A good place to learn about perfectionism is in my friend Vicki’s yoga class. Vicki studied with one of the great twentieth-century hatha yoga gurus, a man so terrifyingly precise that he has been known to throw students out of class because their arm muscles weren’t sufficiently firmed in Tadasana (Mountain Pose). She internalized her teacher’s style and sharpened it with her own gift for precise analysis and acerbic wit.
I’ve seen Vicki stride between lines of students in Triangle Pose, kicking their back legs to test their firmness, barking out commands like “Lift! Lift! You look like spaghetti.” Her classes are dynamic and scary, and her students trade stories of their encounters with her like war tales. I’ve never heard her compliment anyone, even when the pose looked . . . perfect. Instead, it’s “Turn your hand out two degrees.” Vicki’s students stretch themselves beyond their limits, do their best to achieve perfect lunges and impeccable headstands and often limp out of class.

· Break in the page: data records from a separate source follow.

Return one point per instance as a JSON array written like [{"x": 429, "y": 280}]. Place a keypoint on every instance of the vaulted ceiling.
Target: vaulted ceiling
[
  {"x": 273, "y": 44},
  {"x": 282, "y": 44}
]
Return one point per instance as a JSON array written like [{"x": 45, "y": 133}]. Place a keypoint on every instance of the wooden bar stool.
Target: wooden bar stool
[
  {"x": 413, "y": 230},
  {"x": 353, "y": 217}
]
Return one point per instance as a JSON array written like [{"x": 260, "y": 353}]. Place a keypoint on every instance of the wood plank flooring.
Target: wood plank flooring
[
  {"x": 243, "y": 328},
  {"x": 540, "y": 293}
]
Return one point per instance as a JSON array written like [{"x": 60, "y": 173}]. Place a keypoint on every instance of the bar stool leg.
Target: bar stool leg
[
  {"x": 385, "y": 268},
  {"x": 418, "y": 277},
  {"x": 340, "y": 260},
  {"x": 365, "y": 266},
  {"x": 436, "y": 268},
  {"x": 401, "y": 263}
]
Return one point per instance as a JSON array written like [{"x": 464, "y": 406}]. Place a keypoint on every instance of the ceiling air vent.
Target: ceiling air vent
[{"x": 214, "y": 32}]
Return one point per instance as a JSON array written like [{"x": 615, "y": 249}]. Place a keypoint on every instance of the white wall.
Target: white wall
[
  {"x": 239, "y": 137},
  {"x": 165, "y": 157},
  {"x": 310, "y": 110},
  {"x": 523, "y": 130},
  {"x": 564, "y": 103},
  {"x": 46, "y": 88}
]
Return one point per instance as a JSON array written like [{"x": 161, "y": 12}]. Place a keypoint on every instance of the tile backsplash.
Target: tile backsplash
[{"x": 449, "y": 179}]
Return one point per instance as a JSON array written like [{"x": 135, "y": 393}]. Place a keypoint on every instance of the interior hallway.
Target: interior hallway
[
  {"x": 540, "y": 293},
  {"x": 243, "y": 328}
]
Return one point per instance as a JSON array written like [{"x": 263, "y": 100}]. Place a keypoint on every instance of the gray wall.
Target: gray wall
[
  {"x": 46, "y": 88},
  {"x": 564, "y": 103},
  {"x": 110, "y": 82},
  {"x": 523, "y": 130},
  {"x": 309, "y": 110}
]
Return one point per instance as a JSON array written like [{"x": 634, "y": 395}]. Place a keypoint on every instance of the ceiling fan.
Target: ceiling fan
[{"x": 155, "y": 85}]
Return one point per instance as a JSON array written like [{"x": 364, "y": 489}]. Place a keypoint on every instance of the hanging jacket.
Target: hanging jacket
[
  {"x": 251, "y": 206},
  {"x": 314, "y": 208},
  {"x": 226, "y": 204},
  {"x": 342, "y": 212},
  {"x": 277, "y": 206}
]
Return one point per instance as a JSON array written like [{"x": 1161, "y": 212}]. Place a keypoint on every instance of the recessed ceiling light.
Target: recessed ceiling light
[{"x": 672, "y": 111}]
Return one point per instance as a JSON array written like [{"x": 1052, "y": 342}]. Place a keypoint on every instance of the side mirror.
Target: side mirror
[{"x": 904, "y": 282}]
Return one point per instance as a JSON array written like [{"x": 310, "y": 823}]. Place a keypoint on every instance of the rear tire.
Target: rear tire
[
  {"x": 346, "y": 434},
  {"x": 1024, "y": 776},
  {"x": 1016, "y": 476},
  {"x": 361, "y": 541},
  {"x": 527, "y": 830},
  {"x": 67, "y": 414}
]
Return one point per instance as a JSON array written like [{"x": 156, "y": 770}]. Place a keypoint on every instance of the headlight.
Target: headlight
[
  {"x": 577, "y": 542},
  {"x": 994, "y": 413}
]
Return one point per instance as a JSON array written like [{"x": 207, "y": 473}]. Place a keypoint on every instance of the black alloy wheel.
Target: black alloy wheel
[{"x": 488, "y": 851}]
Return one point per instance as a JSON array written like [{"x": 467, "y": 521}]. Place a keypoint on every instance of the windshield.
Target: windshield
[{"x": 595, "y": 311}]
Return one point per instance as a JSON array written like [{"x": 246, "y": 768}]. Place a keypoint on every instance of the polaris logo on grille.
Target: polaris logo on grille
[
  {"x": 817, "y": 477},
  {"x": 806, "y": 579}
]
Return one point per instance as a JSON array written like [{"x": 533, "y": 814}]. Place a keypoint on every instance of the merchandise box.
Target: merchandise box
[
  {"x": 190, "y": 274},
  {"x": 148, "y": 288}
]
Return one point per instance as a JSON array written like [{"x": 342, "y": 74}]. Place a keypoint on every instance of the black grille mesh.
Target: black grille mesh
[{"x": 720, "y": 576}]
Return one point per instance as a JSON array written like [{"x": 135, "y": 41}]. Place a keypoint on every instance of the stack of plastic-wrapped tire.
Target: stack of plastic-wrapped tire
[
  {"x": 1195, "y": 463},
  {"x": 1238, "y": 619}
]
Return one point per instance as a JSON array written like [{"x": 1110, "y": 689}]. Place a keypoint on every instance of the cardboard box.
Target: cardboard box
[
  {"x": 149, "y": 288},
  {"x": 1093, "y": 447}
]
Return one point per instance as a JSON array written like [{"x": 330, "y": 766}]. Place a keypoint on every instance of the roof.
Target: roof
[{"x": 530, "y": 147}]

But the real casualty of Vicki’s perfectionism is Vicki herself. She confessed to me a few months ago that she no longer feels she knows what yoga is. “I spent 23 years trying to become my teacher’s perfect student,” she said. “It was all about driving myself. I wanted to be in control of every muscle in my body. But recently I realized that I never relax. There’s never a real release. Oh, I release in the pose. Sort of. But inside, I’m always tight.”